I remember her last seizure, back in May. It caught and tore the breath from me, watching her after the seizing stopped. She was so pale, her body still slightly trembling, and her eyes were closed, her mouth open, tears clung to her eyelashes. Her hair was blue back then, she changes it all the time, and she looked like the mermaid that she calls herself, with her blue hair splayed on the pillow, and her arms flung to the side.

Zoe says, "Mama, she said to tell you she loves you." She says they have to go. She promises to call me back after Chloe gets back.

They are taking her for a CT scan of her brain.

And suddenly, my tears come so hard I can't stop them. I sit forward in my chair, face in my hands, and I weep, I weep, I weep for this child I love more than my own life. 

And I realize that when it's my child, it's much harder to take my own advice.

I am quick to tell others to pray through their pain. I am quick to offer Bible verses, sign them up on prayer lists, assure them that God is there and He understands and He won't leave them.

Tonight, alone in this room, with my girl so far away from me, I have to practice what I so easily preach.

Can I? Can I do it?

I don't bow my head. I lift it up. I look up at the ceiling and I close my eyes. I want to see Him.
I want to feel Him here.

In my anger, in my hurt, in my fear, I want to know that what I talk about every day, what I offer to other people, is going to help me now with my baby.
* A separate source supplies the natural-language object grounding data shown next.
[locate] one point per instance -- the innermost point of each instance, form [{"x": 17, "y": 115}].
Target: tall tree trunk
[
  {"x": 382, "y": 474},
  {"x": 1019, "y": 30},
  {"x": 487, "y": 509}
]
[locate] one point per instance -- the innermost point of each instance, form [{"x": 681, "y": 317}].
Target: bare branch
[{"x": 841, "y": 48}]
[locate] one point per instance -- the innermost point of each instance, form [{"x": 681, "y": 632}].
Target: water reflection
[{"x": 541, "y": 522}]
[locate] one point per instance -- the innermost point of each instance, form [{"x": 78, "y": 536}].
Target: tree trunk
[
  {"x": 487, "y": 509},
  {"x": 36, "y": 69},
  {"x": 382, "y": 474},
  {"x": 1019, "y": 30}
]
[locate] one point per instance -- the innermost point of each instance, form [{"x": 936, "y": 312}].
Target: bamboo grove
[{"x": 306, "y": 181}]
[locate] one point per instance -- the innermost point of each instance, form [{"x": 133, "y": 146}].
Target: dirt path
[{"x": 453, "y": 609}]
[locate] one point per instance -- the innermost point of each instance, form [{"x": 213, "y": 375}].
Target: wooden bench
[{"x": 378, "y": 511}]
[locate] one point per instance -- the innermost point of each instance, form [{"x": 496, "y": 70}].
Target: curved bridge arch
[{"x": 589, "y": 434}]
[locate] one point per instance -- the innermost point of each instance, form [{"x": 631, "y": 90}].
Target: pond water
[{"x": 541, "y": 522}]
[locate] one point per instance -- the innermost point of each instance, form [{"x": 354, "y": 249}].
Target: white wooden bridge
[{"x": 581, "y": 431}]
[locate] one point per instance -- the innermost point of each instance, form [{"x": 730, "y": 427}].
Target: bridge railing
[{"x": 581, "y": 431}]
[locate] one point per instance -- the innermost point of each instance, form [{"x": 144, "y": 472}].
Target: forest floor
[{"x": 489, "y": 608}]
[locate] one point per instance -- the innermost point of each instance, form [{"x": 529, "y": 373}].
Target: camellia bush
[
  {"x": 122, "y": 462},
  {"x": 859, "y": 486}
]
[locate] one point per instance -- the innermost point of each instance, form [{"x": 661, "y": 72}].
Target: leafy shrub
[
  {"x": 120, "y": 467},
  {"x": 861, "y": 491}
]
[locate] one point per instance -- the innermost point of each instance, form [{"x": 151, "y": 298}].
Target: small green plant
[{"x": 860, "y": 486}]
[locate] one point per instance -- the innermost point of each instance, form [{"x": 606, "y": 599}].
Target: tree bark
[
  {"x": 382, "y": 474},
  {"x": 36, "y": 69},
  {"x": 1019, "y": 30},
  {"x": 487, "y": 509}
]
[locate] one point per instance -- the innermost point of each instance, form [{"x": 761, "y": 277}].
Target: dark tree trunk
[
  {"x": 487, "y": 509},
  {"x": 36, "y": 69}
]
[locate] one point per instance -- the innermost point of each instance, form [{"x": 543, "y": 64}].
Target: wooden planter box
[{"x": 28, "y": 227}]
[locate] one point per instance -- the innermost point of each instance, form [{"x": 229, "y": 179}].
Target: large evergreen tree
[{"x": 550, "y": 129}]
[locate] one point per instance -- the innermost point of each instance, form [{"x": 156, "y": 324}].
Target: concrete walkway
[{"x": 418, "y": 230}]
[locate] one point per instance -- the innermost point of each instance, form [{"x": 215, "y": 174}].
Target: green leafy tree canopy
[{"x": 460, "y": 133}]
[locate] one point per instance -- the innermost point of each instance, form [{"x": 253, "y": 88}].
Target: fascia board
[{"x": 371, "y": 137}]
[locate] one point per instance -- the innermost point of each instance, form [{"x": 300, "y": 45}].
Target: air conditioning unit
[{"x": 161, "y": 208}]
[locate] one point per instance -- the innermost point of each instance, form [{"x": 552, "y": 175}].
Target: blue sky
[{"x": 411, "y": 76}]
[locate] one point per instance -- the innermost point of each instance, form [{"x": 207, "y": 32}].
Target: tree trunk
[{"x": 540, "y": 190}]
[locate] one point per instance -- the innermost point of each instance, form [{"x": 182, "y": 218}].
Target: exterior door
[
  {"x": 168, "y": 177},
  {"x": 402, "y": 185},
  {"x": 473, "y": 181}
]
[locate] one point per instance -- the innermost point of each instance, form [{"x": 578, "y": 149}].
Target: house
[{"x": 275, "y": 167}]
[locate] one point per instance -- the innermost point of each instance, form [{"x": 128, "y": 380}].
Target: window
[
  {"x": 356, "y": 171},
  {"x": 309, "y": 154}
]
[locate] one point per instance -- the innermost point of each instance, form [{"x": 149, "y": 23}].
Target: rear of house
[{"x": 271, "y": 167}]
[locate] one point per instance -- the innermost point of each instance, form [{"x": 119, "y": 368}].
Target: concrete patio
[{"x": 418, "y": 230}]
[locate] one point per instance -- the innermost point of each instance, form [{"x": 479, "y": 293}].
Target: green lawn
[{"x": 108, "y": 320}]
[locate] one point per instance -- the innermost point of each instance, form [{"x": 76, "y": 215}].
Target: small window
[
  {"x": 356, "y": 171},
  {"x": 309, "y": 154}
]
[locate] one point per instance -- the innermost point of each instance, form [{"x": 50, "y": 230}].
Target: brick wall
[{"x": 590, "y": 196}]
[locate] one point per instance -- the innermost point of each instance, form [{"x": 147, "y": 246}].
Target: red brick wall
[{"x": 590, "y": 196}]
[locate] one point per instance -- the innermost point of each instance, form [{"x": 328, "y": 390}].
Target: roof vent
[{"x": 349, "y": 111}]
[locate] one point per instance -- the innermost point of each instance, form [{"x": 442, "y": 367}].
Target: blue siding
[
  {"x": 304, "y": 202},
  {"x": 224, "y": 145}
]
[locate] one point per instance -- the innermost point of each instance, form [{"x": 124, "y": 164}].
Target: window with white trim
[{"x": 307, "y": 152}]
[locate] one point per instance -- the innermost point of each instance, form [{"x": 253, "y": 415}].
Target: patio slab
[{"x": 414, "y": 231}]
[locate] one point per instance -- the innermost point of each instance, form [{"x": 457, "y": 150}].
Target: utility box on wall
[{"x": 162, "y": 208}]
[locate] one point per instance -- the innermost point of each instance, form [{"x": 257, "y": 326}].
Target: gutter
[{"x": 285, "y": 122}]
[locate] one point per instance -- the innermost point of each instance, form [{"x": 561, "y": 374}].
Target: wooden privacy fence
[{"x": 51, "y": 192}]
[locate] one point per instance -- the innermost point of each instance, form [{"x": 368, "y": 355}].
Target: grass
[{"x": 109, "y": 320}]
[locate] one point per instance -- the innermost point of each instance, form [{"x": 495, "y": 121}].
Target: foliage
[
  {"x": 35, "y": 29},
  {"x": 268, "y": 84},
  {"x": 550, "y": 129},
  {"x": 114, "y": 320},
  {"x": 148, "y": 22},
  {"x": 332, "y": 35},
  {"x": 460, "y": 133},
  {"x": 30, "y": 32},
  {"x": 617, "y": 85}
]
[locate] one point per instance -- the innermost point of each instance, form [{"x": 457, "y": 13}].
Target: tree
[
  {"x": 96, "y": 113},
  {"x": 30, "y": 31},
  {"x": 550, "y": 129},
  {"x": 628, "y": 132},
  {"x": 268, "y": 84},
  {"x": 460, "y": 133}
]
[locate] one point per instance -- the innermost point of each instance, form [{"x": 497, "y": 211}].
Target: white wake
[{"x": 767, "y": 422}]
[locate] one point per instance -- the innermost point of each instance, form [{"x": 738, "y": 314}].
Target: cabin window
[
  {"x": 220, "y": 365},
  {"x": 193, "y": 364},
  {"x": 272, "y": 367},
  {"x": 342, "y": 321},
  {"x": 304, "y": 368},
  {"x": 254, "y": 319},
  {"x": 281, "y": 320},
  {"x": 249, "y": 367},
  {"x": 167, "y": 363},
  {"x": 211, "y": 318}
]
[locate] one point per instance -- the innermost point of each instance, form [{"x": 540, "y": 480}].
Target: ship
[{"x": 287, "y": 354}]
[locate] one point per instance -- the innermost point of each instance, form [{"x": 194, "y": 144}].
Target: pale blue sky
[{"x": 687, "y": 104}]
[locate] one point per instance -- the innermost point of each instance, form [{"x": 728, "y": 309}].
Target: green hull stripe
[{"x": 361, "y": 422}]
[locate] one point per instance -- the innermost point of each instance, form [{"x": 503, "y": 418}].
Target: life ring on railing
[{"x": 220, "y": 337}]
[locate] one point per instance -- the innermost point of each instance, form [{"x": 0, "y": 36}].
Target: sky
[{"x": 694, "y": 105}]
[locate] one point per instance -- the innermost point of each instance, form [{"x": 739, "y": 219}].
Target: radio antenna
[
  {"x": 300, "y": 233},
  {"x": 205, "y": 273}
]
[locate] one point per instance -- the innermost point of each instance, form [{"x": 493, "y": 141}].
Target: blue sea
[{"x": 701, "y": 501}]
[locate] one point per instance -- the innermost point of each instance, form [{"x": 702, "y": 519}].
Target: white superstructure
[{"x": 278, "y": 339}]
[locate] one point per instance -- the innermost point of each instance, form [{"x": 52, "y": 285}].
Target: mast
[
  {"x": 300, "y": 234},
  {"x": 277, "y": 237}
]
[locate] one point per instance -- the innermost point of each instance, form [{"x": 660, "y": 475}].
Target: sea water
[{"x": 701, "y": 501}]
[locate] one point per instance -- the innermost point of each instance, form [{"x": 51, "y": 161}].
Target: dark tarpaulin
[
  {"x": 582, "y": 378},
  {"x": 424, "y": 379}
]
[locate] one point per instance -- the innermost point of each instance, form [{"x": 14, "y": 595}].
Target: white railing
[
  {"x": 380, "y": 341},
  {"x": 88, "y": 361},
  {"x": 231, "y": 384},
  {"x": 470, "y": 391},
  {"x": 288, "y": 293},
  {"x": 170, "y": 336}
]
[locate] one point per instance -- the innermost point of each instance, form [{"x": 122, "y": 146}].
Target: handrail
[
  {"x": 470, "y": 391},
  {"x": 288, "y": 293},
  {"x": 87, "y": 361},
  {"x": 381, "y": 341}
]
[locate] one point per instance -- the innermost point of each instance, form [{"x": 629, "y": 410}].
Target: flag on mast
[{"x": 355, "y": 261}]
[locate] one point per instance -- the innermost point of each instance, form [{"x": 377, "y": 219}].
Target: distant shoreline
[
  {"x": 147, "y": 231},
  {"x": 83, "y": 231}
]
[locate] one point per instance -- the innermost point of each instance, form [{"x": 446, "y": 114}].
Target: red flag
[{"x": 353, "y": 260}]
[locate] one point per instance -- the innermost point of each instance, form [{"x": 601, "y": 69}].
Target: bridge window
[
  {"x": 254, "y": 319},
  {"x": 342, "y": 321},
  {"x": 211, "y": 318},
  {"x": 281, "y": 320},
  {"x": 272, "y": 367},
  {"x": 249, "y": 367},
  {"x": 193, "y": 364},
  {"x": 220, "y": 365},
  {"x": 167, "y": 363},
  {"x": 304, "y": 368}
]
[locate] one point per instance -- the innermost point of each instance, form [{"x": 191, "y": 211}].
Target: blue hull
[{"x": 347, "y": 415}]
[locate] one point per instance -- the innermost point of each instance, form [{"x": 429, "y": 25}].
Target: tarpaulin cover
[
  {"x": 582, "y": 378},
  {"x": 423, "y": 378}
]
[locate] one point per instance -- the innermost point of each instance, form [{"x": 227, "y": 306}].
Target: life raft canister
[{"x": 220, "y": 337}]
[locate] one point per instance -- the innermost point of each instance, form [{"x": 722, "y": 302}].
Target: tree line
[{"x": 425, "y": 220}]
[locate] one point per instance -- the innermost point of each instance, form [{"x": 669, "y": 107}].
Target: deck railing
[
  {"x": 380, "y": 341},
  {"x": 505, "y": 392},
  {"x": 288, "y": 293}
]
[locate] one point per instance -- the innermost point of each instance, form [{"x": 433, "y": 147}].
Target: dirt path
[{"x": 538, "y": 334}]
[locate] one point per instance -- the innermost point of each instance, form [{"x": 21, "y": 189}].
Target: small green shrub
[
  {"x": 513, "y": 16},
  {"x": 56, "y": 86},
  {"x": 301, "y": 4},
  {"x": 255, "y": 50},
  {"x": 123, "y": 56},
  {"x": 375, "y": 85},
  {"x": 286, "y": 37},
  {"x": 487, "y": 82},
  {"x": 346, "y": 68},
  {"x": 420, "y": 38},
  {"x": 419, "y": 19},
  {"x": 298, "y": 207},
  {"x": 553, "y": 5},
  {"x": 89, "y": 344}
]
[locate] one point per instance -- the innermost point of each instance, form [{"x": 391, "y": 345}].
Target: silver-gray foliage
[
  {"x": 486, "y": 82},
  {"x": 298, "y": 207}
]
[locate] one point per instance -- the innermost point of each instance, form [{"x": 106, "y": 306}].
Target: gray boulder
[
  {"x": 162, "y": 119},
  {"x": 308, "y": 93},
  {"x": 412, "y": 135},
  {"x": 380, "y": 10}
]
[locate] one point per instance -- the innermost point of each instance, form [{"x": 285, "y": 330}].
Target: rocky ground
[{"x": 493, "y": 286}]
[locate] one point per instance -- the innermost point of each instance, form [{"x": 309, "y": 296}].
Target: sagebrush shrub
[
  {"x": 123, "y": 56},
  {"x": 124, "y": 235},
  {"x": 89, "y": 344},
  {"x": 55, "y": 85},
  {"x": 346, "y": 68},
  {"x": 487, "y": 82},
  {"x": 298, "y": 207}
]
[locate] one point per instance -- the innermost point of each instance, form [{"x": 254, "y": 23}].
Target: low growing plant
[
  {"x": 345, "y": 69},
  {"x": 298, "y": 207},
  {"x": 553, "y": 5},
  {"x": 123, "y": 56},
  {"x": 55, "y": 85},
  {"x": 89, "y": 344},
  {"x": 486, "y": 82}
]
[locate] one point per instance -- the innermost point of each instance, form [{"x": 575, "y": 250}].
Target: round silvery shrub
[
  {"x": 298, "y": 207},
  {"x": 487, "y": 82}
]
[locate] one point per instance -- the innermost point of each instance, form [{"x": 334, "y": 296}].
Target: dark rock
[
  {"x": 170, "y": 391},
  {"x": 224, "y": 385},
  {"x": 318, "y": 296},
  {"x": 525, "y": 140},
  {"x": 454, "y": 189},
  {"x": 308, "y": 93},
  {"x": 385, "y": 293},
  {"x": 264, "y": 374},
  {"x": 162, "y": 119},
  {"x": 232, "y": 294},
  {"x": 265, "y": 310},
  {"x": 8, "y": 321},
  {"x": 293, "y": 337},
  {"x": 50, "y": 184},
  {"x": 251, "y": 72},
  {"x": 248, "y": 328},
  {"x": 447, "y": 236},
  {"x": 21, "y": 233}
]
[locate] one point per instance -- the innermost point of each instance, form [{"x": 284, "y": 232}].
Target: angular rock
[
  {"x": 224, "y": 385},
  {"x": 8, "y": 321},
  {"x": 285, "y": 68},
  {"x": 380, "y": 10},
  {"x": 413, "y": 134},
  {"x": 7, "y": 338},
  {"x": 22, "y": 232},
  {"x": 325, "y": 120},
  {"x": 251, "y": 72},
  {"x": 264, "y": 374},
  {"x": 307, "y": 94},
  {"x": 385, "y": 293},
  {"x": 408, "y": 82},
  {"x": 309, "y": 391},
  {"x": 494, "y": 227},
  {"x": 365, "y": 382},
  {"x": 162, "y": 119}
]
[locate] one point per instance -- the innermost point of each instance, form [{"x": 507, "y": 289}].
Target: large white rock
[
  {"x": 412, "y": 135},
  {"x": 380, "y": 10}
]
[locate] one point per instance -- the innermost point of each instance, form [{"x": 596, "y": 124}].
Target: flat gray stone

My heart still feels numb.
I do what I tell other people to do.
I say one word.
"Help."
That's all, just that one word. Anything more would be hypocritical, I think, because of the fury and pain inside of me.

"Now is the time to worship."
"Now is the time to worship."

I take a very deep, shuddering breath.

Okay, Lord, I'm thinking. I'll give it a shot. Since You keep telling me to.
But it won't be from my heart. It will be from my head. Just obedience. Not feeling.

Those are my thoughts, my plans. But His thoughts are higher than mine. His plans are different.

Bigger, powerful, earth-moving.

As I sit here, I feel it. A slow, quiet, huge calm begins to envelop me. Peace that I don't expect is warming me from my hurting heart outward.

I open my mouth. I do worship Him.
I do pray. I do worship worship worship this God, Who is my Lord, even of my anger, my fury, my fear and my pain.

No matter what happens with Chloe, Lord, I worship You.
No matter what happens with my own health, Lord, I worship You.
No matter what happens with my finances, Lord, I worship You.
No matter what. No matter how. No matter why. No matter where.
NO MATTER.
I WORSHIP YOU.

It is not easy, this road we're asked to follow. But it wasn't easy for Him either. It wasn't easy for Him to die. And we are called to be like Him.

Even when it hurts. Maybe, especially when it hurts.

I wait for a call back. But the peace is already here, somehow, and I know that whatever they say, my girl is in the safest place she can be. She's in the hands of an almighty God, the God Who breathed life into her body, the God Who loves her more than I.

When it's my child, I want to be His child even more, so I can give her to Him, and trust that He will take care of her His way.

Raw faith cuts like a knife and makes it hard to breathe.
But it is the only kind of faith I believe in.